We are grateful to A. Schober for graphics, the University of Freiburg Live Imaging Center (LIC) for microscopy support, and the German Research Foundation Grant SCHA 1442/5-1, and 1442/6-1, and 1442/8-1 to CS.

Additional file:

: Proposed model for tailored NSPCs ameliorating imflammation and promoting neuronal regeneration in CNS disease.

Proposed model for tailored NSPCs ameliorating imflammation and promoting neuronal regeneration in CNS disease.

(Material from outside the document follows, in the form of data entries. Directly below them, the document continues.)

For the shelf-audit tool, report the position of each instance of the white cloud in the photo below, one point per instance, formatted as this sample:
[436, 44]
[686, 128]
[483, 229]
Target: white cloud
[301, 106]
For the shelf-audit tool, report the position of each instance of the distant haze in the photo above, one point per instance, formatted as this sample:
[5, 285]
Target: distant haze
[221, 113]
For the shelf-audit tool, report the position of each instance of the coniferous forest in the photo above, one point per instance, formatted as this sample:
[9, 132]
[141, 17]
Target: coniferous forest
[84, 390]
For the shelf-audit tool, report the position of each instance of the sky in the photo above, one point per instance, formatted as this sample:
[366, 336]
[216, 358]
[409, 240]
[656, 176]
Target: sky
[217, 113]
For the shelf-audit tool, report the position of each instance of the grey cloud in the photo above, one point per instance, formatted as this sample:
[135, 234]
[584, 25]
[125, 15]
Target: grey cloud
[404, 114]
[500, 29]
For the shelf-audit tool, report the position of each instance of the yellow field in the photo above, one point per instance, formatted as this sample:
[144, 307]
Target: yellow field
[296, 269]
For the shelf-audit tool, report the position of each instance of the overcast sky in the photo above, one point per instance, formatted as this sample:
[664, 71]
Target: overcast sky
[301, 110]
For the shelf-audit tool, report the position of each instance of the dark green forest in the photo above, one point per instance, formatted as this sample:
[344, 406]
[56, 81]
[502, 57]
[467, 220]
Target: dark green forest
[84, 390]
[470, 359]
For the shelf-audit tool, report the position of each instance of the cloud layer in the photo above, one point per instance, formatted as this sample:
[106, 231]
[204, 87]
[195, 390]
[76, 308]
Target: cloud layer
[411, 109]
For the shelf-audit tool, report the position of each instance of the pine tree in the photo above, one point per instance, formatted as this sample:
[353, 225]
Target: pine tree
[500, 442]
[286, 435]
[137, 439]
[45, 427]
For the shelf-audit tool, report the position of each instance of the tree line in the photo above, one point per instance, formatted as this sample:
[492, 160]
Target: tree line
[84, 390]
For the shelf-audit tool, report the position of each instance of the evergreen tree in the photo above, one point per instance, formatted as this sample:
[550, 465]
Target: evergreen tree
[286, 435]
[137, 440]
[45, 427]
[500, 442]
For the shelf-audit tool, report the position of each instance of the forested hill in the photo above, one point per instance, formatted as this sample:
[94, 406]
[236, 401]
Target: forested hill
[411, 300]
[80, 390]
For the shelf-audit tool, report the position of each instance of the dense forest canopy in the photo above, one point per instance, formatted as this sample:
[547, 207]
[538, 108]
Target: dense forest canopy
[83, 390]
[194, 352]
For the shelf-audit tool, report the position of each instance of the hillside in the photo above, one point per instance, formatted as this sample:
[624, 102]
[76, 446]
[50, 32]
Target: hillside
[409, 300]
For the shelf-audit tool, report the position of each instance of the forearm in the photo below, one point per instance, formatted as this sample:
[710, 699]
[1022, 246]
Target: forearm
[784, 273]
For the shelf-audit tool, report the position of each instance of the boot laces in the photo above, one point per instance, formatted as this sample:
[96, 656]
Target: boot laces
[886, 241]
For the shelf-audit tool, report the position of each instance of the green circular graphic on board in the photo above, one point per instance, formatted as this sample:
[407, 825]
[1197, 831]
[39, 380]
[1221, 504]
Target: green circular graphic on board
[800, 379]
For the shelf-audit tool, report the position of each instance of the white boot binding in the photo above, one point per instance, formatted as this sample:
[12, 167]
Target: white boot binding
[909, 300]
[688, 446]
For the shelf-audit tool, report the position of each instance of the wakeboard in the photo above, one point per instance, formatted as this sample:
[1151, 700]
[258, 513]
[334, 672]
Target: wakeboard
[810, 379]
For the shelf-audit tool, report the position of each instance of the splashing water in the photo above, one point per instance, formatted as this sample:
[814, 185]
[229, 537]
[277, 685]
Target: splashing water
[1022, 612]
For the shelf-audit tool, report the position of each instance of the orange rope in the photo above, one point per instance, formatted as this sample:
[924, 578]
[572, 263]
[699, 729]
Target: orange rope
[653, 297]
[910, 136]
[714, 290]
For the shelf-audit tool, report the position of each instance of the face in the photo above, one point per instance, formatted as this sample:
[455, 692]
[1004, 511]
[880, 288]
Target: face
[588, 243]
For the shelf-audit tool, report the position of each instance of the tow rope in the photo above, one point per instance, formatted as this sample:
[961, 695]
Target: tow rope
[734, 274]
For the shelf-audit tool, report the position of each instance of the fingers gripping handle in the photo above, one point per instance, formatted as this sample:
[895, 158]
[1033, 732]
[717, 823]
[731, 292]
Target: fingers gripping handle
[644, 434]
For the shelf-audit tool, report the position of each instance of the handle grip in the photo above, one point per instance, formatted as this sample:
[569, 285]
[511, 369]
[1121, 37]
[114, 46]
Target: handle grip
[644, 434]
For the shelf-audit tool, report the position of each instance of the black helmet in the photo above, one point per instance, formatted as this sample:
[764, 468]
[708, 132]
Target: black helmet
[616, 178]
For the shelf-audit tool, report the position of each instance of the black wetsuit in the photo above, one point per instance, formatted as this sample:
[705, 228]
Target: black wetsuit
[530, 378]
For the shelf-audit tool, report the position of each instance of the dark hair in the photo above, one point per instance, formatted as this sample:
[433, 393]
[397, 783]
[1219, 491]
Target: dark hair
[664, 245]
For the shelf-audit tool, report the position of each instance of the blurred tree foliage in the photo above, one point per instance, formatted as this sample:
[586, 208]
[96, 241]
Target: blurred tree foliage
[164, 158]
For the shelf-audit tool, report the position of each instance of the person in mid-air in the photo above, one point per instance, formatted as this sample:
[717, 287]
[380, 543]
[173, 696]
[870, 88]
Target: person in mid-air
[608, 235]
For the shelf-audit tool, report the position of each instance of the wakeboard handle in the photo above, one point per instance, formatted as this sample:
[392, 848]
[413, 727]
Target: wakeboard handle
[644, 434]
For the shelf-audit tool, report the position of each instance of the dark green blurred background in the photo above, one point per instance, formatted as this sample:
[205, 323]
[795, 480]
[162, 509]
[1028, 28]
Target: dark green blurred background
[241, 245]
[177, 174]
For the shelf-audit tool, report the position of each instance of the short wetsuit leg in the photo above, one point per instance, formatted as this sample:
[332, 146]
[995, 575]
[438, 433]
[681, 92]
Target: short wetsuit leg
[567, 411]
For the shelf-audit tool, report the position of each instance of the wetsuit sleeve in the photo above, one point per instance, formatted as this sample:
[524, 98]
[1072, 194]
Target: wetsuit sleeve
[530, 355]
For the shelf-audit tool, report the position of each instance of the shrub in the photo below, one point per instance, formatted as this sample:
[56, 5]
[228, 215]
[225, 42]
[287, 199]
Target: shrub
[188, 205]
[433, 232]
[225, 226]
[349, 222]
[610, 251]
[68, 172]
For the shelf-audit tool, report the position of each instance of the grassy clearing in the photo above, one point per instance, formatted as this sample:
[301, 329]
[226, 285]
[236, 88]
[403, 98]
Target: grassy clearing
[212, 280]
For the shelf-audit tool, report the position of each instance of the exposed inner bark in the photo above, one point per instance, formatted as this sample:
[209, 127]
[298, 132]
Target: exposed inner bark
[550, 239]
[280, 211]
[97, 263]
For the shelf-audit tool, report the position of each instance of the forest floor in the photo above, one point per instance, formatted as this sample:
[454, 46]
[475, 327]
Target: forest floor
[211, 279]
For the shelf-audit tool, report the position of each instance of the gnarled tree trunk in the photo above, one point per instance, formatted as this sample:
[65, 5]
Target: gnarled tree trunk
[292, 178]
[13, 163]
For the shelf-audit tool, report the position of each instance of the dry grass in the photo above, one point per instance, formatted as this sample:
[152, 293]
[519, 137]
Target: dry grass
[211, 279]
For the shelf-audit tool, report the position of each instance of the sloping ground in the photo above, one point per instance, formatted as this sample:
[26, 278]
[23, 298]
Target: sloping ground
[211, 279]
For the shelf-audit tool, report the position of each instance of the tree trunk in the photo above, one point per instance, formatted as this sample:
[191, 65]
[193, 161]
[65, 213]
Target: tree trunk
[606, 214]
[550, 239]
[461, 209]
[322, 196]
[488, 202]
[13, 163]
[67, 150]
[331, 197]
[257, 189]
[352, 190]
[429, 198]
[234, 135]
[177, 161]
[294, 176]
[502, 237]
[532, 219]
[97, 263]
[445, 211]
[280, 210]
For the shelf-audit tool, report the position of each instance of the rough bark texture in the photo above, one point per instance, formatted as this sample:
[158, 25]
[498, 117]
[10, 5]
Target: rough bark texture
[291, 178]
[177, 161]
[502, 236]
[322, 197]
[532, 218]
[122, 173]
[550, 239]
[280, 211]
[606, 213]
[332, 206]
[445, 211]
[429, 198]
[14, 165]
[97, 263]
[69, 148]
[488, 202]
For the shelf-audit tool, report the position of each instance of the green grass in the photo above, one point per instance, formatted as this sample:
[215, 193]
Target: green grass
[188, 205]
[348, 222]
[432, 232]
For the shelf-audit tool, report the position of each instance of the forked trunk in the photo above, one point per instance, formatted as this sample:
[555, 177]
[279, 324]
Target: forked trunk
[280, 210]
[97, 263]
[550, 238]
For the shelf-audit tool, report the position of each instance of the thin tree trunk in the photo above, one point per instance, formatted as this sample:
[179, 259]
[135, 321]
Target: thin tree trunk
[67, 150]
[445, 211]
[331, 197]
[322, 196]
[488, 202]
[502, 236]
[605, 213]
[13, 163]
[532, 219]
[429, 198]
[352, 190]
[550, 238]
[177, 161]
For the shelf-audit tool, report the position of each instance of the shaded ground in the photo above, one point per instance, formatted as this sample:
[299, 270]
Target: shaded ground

(A) In the healthy brain, NSPCs of the SVZ continuously generate mobile DCX+ neuroblasts that migrate through the rostral migratory stream to the olfactory bulb to become newborn interneurons. Cortical injury results in increased SVZ vasculature permeability and fibrinogen deposition into the SVZ stem cell niche environment. Fibrinogen induces astrogliogenesis via the BMP–Id3 axis, regulating a group of genes belonging to the SLC family, including SLCA3 (GLAST), and Slc1a2 (GLUT1). Local provisional fibrinogen thus activates BMP signaling in NSPCs inducing their differentiation into astrocytes at sites of vascular permeability in the CNS. (B) Fibrinogen is massively deposited in the brain or spinal cord parenchyma in CNS disease with BBB opening. In our working model we propose that fibrinogen induces human iPSC-derived glial precursor cell differentiation into reactive astrocytes via activation of the BMPRI – Id3 axis. We propose to manipulate fibrinogen-induced signaling pathways in human iPSC-derived glial precursor cells to control their differentiation and their cytokine/extracellular vesicle secretion reducing neuroinflammation and neurodegeneration. BBB: Blood-brain barrier; BMP: bone morphogenetic protein; BMPRI: BMP receptor type I; CNS: central nervous system; iPSC: Induced pluripotent stem cell; Id: Inhibitor of DNA binding protein; NSPCs: neural stem/precursor cells; SLC: the solute carrier; SVZ: subventricular zone.